Shah also listed some potential social-media boosters, whose names were redacted, including a person associated with a conservative group called the Article III Project.
Unfortunately for Fox’s embattled PR team, Hanson—by far the biggest name on the “Tier 2” list—wasn’t biting.
In an 11 p.m. email to Lachlan Murdoch, Fox CEO Suzanne Scott, and chief legal officer Viet Dinh, Briganti admitted that Hanson, “usually a reliable surrogate for us,” said no—as did other “usually reliable reporters/outlets on the right.” The top flack’s effort to place a right-wing column defending Fox’s Arizona call outraged Tucker Carlson, who wrote in a text message to Laura Ingraham and Sean Hannity that the outreach was “insanity,” and that Hanson was “upset by it, and obviously refused.” The Fox star asked: “Why does Irena work here?”

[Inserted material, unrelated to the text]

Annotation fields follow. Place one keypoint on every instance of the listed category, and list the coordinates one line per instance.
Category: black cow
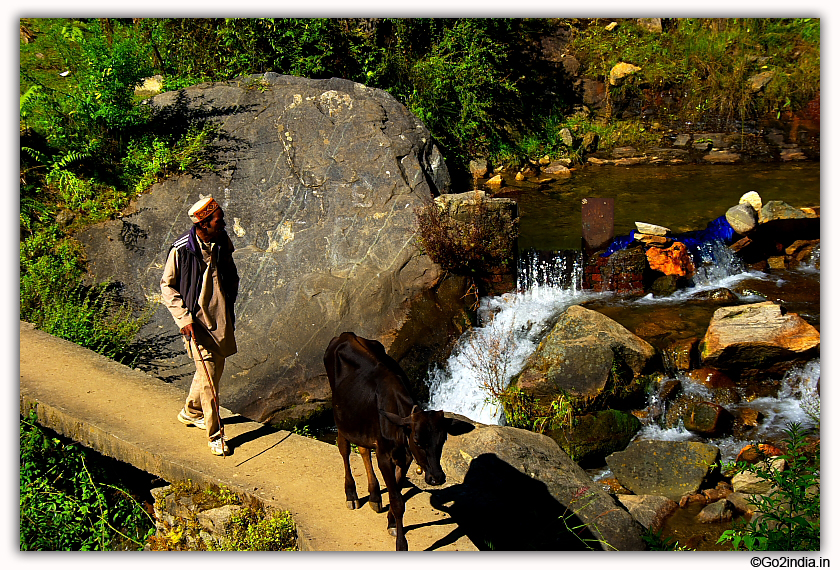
(374, 410)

Fox PR did succeed, however, in placing a Fox defense via Asher, a far lesser-known writer than Hanson, who meekly defended the network by saying he preferred it to CNN and MSNBC. But for all of the effort that went into placing the story, it seems to have had little effect in shoring up the network’s reputation. The most popular tweet about Asher’s article earned a mere seven retweets, while another—from the Article III Project that Shah predicted would carry water for Fox on social media—received another five retweets. An internal Fox report noted that Asher’s article had earned only 79 interactions on social media in total.
Fox News, Hanson, and Roff didn’t respond to requests for comment, while Dever and Asher couldn’t be reached.